Custom Data Source for getting data from Rest based services
Need your thoughts/inputs on a custom Data Source for accessing Rest based services in parallel using Spark.
Many a times for business applications (batch oriented) one has to call a target Rest service for a high number of times (with different set of values of parameters/KV pairs).
The example use cases for the same are -
- Getting results/prediction from Machine Learning/NLP systems,
- Accessing utility APIs (like address validation) in bulk for 1000s of inputs
- Ingesting data from systems who support only parametric data query (say for time series data), - Indexing data to Search systems - Web crawling - Accessing business applications which do not support bulk download - others ....
Typically, for these use cases, the number of time the Service is called (with various parameters/data) can be high. So people use/develop a parallel processing framework (specific to his/her choice of language) to call the APIs in parallel. But typically it is hard to make such thing run in a distributed manner using multiple machines.

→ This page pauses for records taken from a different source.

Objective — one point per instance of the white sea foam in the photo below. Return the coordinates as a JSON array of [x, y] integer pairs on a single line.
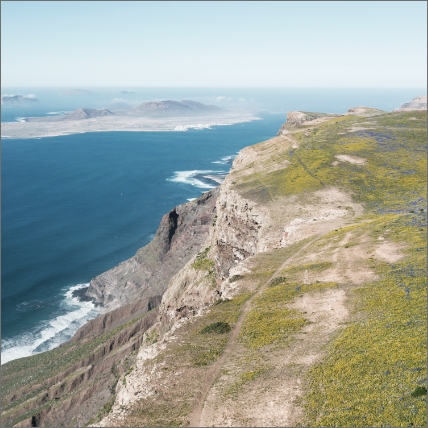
[[58, 113], [199, 126], [190, 177], [51, 333]]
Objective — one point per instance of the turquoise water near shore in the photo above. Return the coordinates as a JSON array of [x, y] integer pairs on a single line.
[[75, 206]]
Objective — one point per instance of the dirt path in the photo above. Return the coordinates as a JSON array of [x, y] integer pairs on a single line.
[[214, 371]]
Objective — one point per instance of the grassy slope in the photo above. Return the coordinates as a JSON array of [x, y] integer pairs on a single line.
[[377, 360], [376, 364]]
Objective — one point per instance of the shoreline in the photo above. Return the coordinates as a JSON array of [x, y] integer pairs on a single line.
[[43, 129]]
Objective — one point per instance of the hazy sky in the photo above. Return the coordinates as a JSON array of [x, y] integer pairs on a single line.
[[135, 44]]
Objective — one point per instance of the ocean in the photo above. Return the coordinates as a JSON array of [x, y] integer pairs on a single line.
[[74, 206]]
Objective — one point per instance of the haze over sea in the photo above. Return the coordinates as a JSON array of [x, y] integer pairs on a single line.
[[77, 205]]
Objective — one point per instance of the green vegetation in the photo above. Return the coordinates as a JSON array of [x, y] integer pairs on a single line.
[[395, 167], [216, 327], [203, 262], [35, 373], [270, 321], [375, 371]]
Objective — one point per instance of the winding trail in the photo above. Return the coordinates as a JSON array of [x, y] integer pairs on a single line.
[[214, 370]]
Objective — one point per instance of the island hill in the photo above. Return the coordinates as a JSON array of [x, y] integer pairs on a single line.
[[294, 294], [18, 100], [149, 116], [159, 109]]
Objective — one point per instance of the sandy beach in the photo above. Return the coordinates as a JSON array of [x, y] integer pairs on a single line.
[[120, 123]]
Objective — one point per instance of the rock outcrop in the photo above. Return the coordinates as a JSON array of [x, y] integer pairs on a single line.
[[297, 118]]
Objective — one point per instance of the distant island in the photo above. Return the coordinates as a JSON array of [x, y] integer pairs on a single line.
[[18, 100], [79, 114], [174, 108], [149, 116], [67, 92]]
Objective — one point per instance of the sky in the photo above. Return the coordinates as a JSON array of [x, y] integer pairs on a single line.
[[214, 44]]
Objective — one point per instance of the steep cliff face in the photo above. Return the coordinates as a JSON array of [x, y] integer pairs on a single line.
[[70, 384], [302, 230], [179, 237], [73, 383]]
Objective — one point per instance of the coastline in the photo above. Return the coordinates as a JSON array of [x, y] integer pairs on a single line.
[[25, 130]]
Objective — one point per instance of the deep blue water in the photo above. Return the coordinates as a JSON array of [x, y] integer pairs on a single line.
[[75, 206]]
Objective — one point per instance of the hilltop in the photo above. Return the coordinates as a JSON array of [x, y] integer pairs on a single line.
[[302, 301], [18, 100], [74, 92], [418, 103], [174, 108]]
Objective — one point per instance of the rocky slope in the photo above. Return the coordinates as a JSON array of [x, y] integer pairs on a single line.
[[297, 276], [179, 237], [418, 103], [303, 302], [76, 382]]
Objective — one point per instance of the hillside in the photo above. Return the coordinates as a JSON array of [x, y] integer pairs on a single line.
[[304, 305], [18, 100], [174, 108]]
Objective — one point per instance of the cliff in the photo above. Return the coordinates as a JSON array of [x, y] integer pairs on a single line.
[[302, 302], [290, 312], [180, 234], [75, 382], [418, 103]]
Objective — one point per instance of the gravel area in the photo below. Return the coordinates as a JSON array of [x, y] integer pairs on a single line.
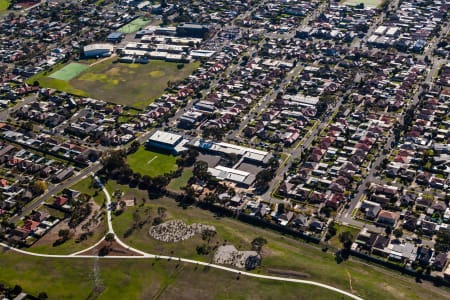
[[229, 255], [176, 230]]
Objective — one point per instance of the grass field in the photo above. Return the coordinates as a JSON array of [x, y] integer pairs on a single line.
[[57, 84], [281, 253], [130, 84], [69, 71], [4, 4], [177, 183], [112, 279], [134, 25], [134, 85], [151, 163], [367, 3]]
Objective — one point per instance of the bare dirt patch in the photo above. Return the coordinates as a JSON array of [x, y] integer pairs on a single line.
[[229, 255], [287, 273], [114, 250], [176, 231]]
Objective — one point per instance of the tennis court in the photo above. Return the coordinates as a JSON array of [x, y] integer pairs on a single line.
[[134, 25], [69, 72]]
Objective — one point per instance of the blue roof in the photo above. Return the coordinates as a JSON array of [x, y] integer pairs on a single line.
[[115, 35]]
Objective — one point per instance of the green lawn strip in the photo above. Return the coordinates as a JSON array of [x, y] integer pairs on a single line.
[[281, 253], [177, 183], [151, 163], [141, 279]]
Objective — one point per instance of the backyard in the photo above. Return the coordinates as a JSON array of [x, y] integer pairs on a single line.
[[151, 163]]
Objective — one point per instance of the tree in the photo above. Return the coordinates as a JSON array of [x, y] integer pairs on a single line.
[[346, 238], [16, 290], [64, 234], [39, 187], [162, 211], [264, 176], [110, 238], [398, 233], [134, 146], [258, 243], [388, 230], [201, 170]]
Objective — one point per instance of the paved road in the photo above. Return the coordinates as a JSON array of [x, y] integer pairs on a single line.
[[145, 255]]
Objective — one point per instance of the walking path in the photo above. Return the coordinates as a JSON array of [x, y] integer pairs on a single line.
[[145, 255]]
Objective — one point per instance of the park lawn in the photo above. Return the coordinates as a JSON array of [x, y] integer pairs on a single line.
[[151, 163], [334, 241], [69, 71], [134, 25], [281, 252], [134, 85], [61, 85], [177, 183], [74, 278], [71, 246], [86, 186]]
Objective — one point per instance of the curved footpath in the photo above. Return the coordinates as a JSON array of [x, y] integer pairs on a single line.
[[145, 255]]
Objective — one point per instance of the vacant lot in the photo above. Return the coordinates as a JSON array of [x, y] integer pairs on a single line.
[[282, 253], [134, 85], [46, 81], [130, 84], [134, 25], [80, 278], [367, 3], [4, 4], [69, 72], [151, 163]]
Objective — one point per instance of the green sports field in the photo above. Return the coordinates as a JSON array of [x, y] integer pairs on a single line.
[[134, 25], [151, 163], [69, 72]]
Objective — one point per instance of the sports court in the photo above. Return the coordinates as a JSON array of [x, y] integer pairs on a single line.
[[69, 72]]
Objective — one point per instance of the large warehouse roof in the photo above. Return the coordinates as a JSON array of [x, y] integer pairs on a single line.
[[103, 46]]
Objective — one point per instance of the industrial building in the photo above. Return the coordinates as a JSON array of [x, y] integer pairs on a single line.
[[98, 50], [114, 37], [192, 30], [167, 141], [250, 155]]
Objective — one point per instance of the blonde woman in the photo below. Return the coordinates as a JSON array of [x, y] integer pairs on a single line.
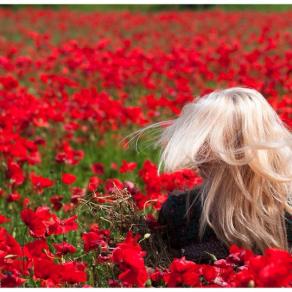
[[243, 151]]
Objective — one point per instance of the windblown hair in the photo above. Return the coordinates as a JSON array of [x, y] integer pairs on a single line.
[[243, 151]]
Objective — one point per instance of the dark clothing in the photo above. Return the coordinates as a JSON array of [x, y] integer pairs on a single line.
[[183, 235]]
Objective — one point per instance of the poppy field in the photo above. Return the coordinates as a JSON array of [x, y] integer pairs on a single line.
[[79, 204]]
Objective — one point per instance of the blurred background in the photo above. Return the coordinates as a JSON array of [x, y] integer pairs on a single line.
[[159, 7]]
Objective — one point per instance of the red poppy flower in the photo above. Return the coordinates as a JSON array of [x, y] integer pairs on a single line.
[[68, 178]]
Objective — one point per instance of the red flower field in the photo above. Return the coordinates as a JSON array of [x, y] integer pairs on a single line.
[[78, 208]]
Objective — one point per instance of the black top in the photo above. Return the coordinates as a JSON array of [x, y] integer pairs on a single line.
[[182, 234]]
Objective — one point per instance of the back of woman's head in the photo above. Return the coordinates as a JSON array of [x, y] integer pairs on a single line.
[[243, 150]]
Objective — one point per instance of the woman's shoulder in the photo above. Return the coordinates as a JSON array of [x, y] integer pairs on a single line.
[[177, 204], [180, 229]]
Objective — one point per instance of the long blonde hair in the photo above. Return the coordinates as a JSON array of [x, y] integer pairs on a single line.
[[244, 150]]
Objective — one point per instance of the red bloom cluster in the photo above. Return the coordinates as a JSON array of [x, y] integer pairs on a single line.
[[67, 98]]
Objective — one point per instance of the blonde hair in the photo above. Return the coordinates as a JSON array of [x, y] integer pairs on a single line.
[[244, 150]]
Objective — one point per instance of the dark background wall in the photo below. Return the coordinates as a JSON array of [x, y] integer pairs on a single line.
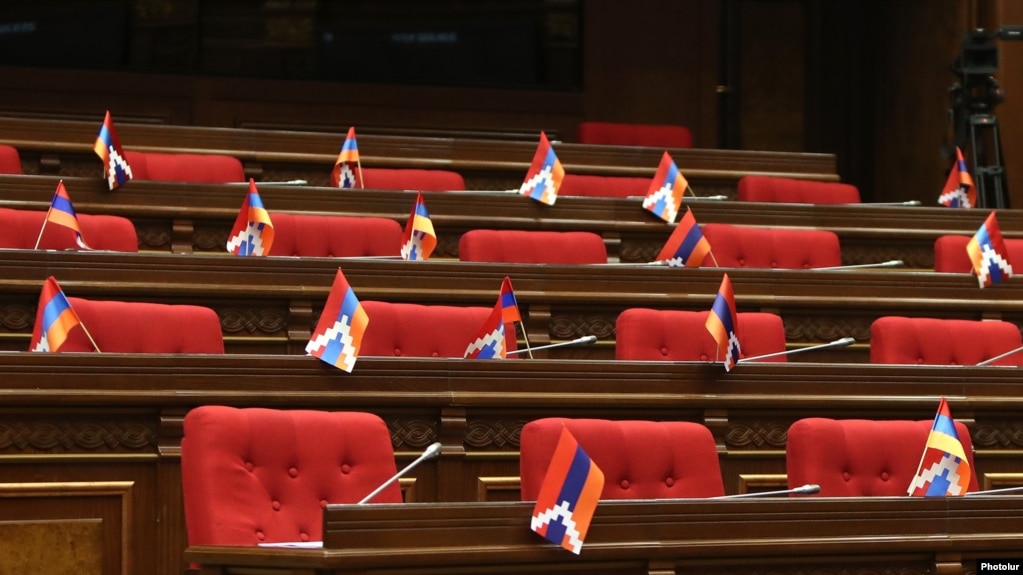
[[865, 80]]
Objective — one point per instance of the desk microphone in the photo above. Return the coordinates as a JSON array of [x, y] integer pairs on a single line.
[[585, 340], [889, 263], [429, 453], [836, 344], [997, 357], [807, 489]]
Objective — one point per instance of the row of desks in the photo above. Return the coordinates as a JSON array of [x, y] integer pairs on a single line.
[[187, 218], [64, 147], [92, 441], [270, 305]]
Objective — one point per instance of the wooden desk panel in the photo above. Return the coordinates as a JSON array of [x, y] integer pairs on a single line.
[[116, 419], [64, 147], [846, 535], [269, 305], [186, 218]]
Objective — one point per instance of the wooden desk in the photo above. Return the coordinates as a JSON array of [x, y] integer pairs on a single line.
[[186, 218], [844, 535], [94, 439], [64, 147], [269, 305]]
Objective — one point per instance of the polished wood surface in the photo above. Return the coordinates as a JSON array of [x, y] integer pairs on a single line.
[[64, 147], [270, 305], [186, 218], [102, 432], [846, 535]]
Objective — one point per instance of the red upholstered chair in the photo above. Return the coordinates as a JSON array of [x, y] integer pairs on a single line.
[[10, 162], [950, 256], [253, 476], [770, 188], [520, 247], [19, 229], [942, 342], [639, 459], [860, 457], [144, 327], [604, 186], [198, 168], [650, 335], [406, 178], [615, 133], [334, 236], [771, 248], [416, 330]]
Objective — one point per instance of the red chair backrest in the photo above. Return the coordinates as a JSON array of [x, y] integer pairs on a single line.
[[617, 133], [198, 168], [604, 186], [521, 247], [10, 162], [408, 178], [650, 335], [252, 476], [950, 256], [19, 230], [942, 342], [144, 327], [861, 457], [771, 188], [639, 459], [317, 235], [771, 248], [415, 330]]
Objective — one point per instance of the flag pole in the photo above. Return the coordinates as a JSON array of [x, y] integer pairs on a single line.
[[529, 349]]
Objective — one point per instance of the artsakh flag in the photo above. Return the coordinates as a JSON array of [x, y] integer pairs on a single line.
[[568, 496], [544, 175], [664, 197], [988, 254], [339, 334], [107, 147], [944, 468]]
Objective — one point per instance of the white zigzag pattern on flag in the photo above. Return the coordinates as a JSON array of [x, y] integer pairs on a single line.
[[491, 339], [927, 476], [43, 345], [988, 259], [340, 332], [116, 161], [252, 234], [669, 202], [563, 513], [958, 193], [542, 178]]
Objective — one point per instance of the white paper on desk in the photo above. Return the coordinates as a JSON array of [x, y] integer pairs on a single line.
[[296, 544]]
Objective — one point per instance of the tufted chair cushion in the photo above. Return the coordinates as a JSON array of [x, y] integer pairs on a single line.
[[10, 162], [650, 335], [416, 330], [19, 229], [639, 459], [316, 235], [407, 178], [255, 475], [771, 248], [604, 186], [656, 135], [770, 188], [144, 327], [942, 342], [860, 457], [199, 168], [518, 247], [950, 256]]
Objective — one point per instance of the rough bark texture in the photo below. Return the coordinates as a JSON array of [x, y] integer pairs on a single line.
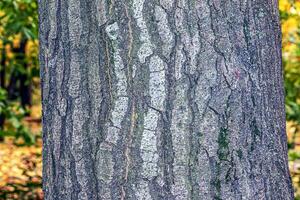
[[163, 99]]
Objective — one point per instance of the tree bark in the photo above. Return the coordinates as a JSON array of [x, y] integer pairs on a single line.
[[163, 100]]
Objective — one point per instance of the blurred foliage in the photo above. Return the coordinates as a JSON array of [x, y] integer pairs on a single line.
[[19, 69], [20, 171], [290, 19], [21, 166], [14, 115], [290, 16]]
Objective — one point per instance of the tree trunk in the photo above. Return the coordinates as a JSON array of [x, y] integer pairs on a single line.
[[163, 100]]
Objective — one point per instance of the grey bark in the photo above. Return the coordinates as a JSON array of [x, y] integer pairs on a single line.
[[162, 99]]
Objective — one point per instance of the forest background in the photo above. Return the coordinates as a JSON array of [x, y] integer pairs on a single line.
[[20, 100]]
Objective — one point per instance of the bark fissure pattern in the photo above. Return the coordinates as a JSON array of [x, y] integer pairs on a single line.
[[162, 99]]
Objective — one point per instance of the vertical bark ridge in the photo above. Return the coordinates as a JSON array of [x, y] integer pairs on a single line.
[[162, 100]]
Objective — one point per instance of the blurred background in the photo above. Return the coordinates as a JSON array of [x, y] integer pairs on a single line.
[[20, 107]]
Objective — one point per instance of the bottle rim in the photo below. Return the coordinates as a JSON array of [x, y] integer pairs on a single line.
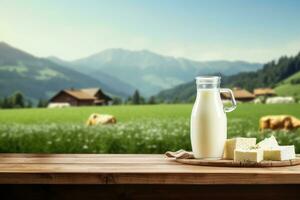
[[208, 79]]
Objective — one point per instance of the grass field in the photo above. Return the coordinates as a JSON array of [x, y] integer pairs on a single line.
[[286, 88], [140, 129]]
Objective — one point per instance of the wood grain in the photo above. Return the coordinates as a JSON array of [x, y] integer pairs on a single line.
[[130, 169], [174, 192], [231, 163]]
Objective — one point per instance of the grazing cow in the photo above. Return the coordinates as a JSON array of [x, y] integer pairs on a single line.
[[278, 100], [257, 101], [275, 122], [58, 105], [96, 119]]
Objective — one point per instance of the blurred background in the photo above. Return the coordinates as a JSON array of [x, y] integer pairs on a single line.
[[135, 61]]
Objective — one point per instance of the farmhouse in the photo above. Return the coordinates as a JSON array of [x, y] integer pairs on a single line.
[[81, 97], [240, 95], [267, 92]]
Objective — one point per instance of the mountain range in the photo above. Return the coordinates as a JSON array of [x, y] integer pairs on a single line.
[[150, 72], [117, 71], [282, 75], [38, 77]]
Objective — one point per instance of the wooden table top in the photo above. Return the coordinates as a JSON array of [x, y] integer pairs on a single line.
[[130, 169]]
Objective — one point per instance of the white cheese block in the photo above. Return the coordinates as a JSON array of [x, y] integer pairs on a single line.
[[280, 153], [237, 143], [268, 143], [248, 155]]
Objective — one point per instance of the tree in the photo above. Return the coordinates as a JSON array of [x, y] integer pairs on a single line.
[[29, 104], [152, 100], [7, 102], [42, 103], [136, 99], [116, 101], [18, 100]]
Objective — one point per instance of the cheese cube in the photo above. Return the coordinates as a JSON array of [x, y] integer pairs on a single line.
[[268, 143], [248, 155], [280, 153], [237, 143]]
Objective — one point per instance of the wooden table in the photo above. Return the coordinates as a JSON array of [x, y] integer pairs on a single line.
[[107, 176]]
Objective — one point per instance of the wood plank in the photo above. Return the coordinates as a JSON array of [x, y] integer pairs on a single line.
[[130, 169], [175, 192]]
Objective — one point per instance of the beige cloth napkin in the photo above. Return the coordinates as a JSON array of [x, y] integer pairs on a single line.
[[180, 154]]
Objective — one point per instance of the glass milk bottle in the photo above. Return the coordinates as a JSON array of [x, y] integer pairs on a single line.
[[208, 120]]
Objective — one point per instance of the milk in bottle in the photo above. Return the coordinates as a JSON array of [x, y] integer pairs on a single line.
[[208, 120]]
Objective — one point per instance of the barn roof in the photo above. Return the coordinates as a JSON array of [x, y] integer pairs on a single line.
[[91, 91], [240, 94], [79, 94], [263, 91]]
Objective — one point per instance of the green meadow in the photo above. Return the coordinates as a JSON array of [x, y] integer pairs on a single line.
[[139, 129]]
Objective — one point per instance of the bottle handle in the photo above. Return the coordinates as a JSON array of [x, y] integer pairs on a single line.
[[233, 102]]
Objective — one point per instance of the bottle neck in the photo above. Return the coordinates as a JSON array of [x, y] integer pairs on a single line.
[[212, 86]]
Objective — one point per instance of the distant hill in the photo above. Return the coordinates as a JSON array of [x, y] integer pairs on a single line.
[[38, 77], [280, 74], [114, 83], [151, 72], [289, 86]]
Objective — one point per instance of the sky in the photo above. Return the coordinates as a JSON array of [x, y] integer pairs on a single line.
[[250, 30]]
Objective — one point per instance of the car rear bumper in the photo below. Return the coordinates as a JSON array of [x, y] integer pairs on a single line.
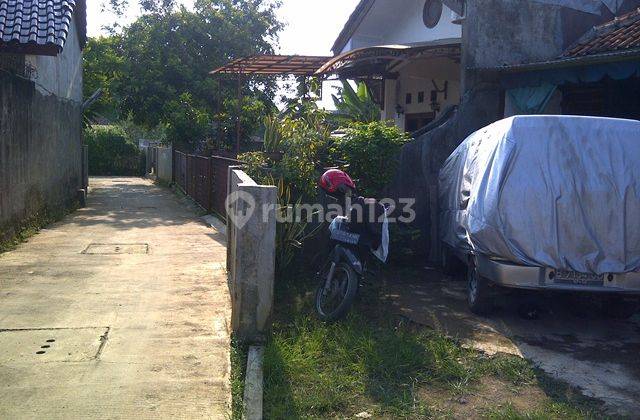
[[508, 274]]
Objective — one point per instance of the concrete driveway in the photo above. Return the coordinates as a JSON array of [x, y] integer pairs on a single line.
[[569, 341], [119, 311]]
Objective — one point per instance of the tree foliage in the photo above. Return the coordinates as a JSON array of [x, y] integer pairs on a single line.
[[371, 152], [110, 153], [356, 105], [157, 69]]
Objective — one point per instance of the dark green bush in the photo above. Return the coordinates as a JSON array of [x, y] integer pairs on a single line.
[[369, 152], [111, 154]]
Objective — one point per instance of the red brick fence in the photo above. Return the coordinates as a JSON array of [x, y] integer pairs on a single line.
[[202, 178]]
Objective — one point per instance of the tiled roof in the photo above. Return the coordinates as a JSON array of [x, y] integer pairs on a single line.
[[40, 26], [618, 35]]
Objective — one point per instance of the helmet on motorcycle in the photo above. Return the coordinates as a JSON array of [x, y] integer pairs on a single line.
[[336, 181]]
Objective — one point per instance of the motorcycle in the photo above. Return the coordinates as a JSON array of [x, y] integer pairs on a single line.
[[339, 278]]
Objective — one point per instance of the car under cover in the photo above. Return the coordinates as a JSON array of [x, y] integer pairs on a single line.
[[552, 191]]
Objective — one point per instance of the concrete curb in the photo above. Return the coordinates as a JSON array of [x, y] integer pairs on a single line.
[[253, 384]]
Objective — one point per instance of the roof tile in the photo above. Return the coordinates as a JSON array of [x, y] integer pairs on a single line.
[[39, 26], [622, 33]]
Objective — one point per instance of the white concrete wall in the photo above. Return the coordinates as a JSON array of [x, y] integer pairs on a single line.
[[165, 163], [251, 254], [400, 22], [62, 74], [416, 77]]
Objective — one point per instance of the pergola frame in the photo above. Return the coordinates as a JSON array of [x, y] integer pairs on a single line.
[[268, 65]]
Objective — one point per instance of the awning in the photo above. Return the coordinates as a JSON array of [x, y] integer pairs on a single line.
[[298, 65], [383, 60], [586, 69]]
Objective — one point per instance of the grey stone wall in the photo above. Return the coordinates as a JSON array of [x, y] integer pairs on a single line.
[[40, 152]]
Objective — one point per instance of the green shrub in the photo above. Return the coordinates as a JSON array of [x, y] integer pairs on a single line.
[[370, 152], [111, 154]]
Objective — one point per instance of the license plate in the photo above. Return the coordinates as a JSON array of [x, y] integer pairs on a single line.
[[578, 279]]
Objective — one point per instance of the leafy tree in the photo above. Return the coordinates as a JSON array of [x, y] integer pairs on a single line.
[[102, 67], [357, 105], [169, 51], [370, 152]]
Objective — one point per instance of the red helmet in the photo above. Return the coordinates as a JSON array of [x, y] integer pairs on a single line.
[[335, 180]]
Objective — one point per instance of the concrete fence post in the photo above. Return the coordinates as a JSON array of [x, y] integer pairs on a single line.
[[251, 230]]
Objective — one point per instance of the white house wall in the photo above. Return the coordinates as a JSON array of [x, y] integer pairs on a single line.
[[417, 77], [61, 75], [400, 22]]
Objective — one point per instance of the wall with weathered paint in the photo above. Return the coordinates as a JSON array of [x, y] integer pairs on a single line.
[[400, 22], [61, 75], [40, 139]]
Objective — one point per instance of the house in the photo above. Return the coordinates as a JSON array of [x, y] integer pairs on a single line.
[[442, 69], [408, 52], [41, 151]]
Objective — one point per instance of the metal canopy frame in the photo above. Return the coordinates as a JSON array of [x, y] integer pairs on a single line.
[[386, 59], [297, 65]]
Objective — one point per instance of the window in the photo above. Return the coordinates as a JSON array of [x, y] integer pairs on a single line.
[[431, 13]]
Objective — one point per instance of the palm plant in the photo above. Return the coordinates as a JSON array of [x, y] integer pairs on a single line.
[[356, 105]]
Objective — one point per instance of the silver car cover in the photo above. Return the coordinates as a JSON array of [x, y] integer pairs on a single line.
[[553, 191]]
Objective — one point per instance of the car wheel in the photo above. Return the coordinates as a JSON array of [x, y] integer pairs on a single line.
[[478, 292]]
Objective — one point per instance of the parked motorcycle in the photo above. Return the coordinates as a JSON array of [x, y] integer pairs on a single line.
[[353, 240]]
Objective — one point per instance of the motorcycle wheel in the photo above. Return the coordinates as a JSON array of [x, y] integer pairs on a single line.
[[334, 303]]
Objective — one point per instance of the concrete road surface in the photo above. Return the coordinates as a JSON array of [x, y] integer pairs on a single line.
[[119, 311]]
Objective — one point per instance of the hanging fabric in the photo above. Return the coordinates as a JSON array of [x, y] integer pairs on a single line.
[[531, 100]]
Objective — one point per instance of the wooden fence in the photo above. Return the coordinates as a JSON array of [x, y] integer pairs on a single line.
[[203, 178]]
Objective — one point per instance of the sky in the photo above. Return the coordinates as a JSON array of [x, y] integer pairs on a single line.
[[311, 27]]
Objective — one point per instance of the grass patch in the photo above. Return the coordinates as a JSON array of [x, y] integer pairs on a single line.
[[238, 372], [376, 362], [550, 410], [33, 225]]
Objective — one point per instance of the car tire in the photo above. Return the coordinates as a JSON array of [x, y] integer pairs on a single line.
[[479, 296], [619, 308]]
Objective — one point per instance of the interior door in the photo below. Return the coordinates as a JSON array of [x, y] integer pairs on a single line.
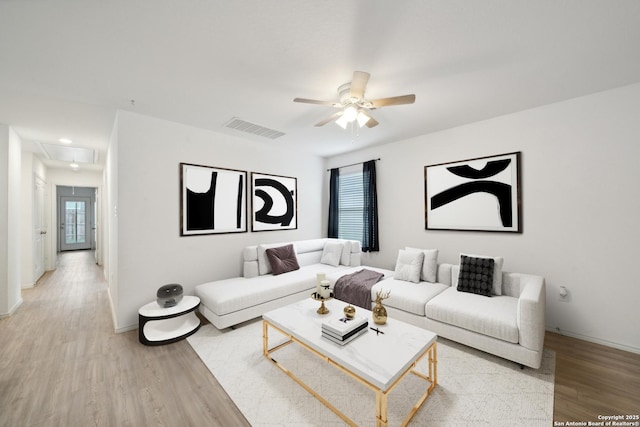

The interface goes like this : - Inputs : REST API endpoint URL, input Data in a Temporary Spark Table - the name of the table has to be passed, type of method (Get, Post, Put or Delete), userid/password (for the sites which need authentication), connection parameters (connection time, read time), parameter to call the target Rest API only once (useful for services for which you have to pay or have a daily/hourly limit) - Output : A DataFrame with Rows of Struct. The Struct will have the output returned by the target API.
Any thoughts/inputs on this ? a) Will this be useful for the applications/use cases you develop ? b) What you typically use to address this type of needs ? c) What else should be considered to make this framework more generic /useful ?
P.S. I found this resource (https://www.alibabacloud.com/forum/read-474)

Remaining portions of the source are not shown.